O’Connor, the singer and activist who died yesterday at 56, converted from Roman Catholicism to Islam. But she also had ties to another Abrahamic faith, Judiasm and also had what she called a “Jewish Period”.

In her memoir Remembrances, she wrote: “I tried to get lessons in Jewish ways of understanding the Scriptures, but no one would take me because I’m not Jewish”.

But O’Connor did have Kabbalah classes with a “very kind teacher” named Z’ev Ben Shimon Halevi in a school in Regent’s Park. 

Halevi, although a considerate teacher, was not exactly what O'Connor was looking for – she had long “fantasised” about a handsome rabbi who would want to marry her so she “had to become Jewish”.

These sessions continued until she became famous – Halevi warned her that “fame is a curse and the devil is a gentleman,” something which she took to heart.

Before, and after, her “Jewish period,” the singer’s work was deeply influenced by Jewish artists.  

At 11, she heard “a kind man’s voice singing to a girl that she needn’t cry anymore”. That kind man was Bob Dylan. “His voice is like a blanket,” she said. “He’s as beautiful as if God blew a breath from Lebanon and it became a man”.

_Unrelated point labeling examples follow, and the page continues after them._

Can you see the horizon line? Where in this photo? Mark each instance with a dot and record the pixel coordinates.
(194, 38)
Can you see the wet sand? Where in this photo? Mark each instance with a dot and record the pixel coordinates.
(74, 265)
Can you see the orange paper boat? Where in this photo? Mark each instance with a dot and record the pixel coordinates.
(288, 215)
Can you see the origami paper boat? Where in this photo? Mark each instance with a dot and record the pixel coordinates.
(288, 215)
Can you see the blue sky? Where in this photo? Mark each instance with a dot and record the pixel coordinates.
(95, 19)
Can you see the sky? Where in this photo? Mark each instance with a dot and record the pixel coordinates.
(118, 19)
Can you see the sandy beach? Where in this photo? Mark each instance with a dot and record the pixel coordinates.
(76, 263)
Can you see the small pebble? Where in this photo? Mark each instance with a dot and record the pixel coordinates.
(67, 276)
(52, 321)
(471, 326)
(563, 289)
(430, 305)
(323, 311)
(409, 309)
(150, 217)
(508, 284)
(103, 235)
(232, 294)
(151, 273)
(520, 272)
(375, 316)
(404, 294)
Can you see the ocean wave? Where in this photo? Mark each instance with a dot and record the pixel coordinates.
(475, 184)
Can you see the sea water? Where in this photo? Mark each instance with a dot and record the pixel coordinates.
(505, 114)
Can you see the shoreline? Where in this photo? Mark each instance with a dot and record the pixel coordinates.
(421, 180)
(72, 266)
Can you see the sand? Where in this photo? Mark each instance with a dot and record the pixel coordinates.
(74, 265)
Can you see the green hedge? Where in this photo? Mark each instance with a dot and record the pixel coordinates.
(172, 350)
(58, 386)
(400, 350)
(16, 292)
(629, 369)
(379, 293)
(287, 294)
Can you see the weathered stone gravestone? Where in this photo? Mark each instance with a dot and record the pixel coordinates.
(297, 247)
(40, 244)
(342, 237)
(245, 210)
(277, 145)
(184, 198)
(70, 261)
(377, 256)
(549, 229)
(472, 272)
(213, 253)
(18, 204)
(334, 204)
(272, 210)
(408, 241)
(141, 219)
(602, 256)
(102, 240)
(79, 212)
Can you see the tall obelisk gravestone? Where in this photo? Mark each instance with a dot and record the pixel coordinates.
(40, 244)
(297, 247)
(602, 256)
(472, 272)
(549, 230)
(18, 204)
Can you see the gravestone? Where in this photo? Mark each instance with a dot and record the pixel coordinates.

Dylan became an inspiration for O’Connor, and when he chose her to perform at his 30th Anniversary Concert Celebration, there was only one thing she cared about. “All I want it for Bob to be proud of it,” she said.

Unfortunately, the concert came only months after her now infamous SNL appearance, during which she ripped up a photo of Pope John Paul II in protest of the Catholic Church's attitude to clerical sexual abuse. The crowd reacted with a “sonic riot,” and she couldn’t sing. She instead recited the lyrics to Bob Marley’s War.

But Dylan wasn’t the only Jewish artist who influenced O’Connor. Barbara Streisand was her “favourite singer” in her mother’s collection. She sounded “like a wild bird,” O’Connor said. “I would love to sing in a musical one day and be like Barbara,” she remembers thinking.

Lou Reed, whose family were Jewish immigrants from Russia, was the only person O’Connor was ever starstruck by. She begged him to let her sing backing vocals for her, and he did – she was “in heaven” while doing so. She “had a beautiful experience with the same beautiful man not long after”.

After she was shunned for her SNL appearance, Reed was one of the few people who stuck by her. “I’ve had a soft spot in my heart for Mr. Lou Reed ever since,” she has said.

O’Connor dedicated her 1997 EP, Gospel Oak, to the people of “Israel, Rwanda, and Northern Ireland”. She named the album after the neighbourhood in which she would see her Jewish psychiatrist six days per week. She was “madly in love with him in lots of ways,” she said.

The singer’s relationship with Judaism was also influenced by the period of time she spent studying theology in 2000. “I learned the Psalms in the Judaic way,” she said. She names her fourth child Nevi’im Nesta Ali Shane – Nevi’im meaning “prophets” in Hebrew.

O’Connor’s relationship with Israel has been more complex. In 2014, she said she wanted to cancel her show there, but could not afford to. She had not been aware, when she accepted the gig, of the request of “the Palestinian people” to boycott Israeli shows. 

She had played there in 1995, and then planned to again in 1997 – but had to cancel her performance due to death threats from extremists. Her concert was titled “Two Capitals, Two States,” and the threats against her were claimed by the group Ideological Front. 

O’Connor addressed a letter to the head of the group, Itamar Ben Gvir – now Israeli Security Minister – expressing her sadness at having to cancel the concert.

“I have always had the most passionate love for the Jewish people,” the letter reads, “and for what they have suffered through the centuries”. She said that Ben Gvir had succeeded in securing his “soul’s failure” and asked: “How can there be peace anywhere on Earth if there is no peace in Jerusalem?”